A group of researchers led by Dr. Rashmin Achalia of Government Medical College in Aurangabad, India, found that a machine-learning algorithm achieved the highest accuracy for bipolar disorder when it took into account neuroimaging -- structural MRI, resting-state functional MRI, and diffusion tensor imaging (DTI) -- along with neuropsychological test results.

"The findings of the study provide proof-of-concept evidence for the development of objective biomarkers for individuals with [bipolar disorder]," the authors wrote.

Although the combination of multimodal imaging measures and neurocognitive measures has been shown in the literature to be highly accurate for classification of Alzheimer's disease, the combination of these techniques using machine learning has not yet been explored for the task of differentiating patients with bipolar disease from healthy subjects, according to the researchers.

Seeking to test their hypothesis that the composite analysis of both measures would yield better classification accuracy than the individual measures would achieve on their own, the researchers recruited 30 patients with type I bipolar disorder among those attending the outpatient psychiatry clinic at the Government Medical College. They also signed on 30 age- and sex-matched healthy volunteers from the same area.

Of these 60 participants, 50 -- 25 healthy volunteers and 25 bipolar disorder patients -- served as the training set. The remaining 10 participants were utilized as the testing set.

The participants all received structural MRI, resting-state functional MRI, and DTI on a 1.5-tesla scanner. In addition, they were all given neuropsychological tests by an experienced clinical psychologist in order to assess executive functioning.

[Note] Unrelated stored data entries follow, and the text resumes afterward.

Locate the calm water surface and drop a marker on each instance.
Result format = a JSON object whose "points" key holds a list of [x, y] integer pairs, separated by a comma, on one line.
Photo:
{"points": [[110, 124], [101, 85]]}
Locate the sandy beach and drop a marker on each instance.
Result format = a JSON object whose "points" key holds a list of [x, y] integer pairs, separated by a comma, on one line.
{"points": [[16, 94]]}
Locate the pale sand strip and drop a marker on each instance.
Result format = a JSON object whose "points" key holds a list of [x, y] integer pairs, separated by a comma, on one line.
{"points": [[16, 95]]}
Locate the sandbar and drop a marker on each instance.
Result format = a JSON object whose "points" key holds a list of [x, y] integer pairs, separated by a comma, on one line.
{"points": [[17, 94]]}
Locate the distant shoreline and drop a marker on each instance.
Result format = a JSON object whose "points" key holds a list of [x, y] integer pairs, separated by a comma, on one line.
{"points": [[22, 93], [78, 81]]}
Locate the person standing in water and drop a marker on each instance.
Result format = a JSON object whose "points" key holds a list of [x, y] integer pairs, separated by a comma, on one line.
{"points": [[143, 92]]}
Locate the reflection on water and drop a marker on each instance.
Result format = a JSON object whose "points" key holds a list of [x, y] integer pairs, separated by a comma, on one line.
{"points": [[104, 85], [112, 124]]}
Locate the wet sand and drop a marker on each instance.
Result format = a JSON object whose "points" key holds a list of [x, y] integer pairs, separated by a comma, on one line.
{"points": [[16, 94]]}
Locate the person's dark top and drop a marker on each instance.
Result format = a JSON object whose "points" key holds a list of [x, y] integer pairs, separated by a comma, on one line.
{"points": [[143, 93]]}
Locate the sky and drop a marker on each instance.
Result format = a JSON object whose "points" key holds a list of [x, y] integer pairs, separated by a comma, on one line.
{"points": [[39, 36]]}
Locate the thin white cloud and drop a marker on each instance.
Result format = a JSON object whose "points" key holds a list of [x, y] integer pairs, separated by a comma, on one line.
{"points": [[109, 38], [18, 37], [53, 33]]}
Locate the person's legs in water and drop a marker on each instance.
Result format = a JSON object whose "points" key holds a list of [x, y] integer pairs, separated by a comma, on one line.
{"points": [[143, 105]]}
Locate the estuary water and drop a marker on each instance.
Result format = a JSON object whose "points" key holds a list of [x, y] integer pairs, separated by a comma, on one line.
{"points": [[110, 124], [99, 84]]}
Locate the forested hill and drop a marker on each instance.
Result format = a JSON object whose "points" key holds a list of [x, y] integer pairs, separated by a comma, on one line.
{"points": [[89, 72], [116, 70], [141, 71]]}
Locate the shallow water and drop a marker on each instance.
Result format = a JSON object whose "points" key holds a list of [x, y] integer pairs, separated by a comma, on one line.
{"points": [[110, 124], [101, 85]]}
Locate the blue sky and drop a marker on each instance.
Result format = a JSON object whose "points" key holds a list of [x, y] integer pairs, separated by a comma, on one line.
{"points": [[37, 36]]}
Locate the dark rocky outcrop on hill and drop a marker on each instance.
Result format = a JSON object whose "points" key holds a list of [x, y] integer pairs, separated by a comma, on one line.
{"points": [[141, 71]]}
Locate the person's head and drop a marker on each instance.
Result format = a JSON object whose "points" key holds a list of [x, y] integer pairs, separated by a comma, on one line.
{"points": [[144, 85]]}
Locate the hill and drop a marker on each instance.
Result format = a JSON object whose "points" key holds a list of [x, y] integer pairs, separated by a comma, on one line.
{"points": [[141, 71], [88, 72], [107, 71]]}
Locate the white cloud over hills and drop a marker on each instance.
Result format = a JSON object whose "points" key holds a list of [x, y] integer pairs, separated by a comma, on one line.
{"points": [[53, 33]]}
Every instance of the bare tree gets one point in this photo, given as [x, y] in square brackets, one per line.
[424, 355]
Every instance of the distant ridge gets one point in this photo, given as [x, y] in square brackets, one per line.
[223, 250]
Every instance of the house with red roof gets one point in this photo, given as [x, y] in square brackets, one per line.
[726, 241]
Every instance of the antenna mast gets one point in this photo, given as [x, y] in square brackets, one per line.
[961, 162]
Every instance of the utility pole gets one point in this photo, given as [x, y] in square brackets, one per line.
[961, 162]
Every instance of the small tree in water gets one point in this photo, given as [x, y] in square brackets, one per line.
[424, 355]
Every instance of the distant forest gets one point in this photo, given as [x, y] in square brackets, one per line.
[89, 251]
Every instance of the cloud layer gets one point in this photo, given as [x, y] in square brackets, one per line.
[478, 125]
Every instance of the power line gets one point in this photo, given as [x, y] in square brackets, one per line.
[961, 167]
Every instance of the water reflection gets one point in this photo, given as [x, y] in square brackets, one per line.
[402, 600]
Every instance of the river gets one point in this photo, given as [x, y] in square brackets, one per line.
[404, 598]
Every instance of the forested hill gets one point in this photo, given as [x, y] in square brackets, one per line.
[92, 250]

The authors said that support vector machine (SVM) machine-learning classifiers for each modality were trained to compare and analyze the available data to ascertain the best biomarkers for bipolar disorder. Next, the most useful features from all modalities were taken together as an input to train a composite algorithm. The feature combinations for individual modalities and for the composite model were then validated with k-fold cross-validation over 10 trials, according to the researchers.

The researchers found that the algorithm trained using the combination of neuroimaging and neurocognitive data yielded the best performance.

Performance of machine-learning algorithm for diagnosing bipolar disorder
  Sensitivity Specificity Accuracy
Machine-learning algorithm 82.3% 92.7% 87.6%

"While individual modalities provided accuracy levels ranging between 70% and 80%, the combination of multiple modalities provided the best accuracy of 87%, which is important in clinical applications," the authors wrote. "Our composite five-factor model exceeded the accuracy threshold for markers, >80% sensitivity and >80% specificity, required for neuropsychiatric conditions."

The researchers believe this approach could eventually provide an objective marker to aid in the diagnosis of bipolar disorder.

"Findings of this proof-of-concept study, if replicated in larger samples, could have potential clinical applications," they wrote.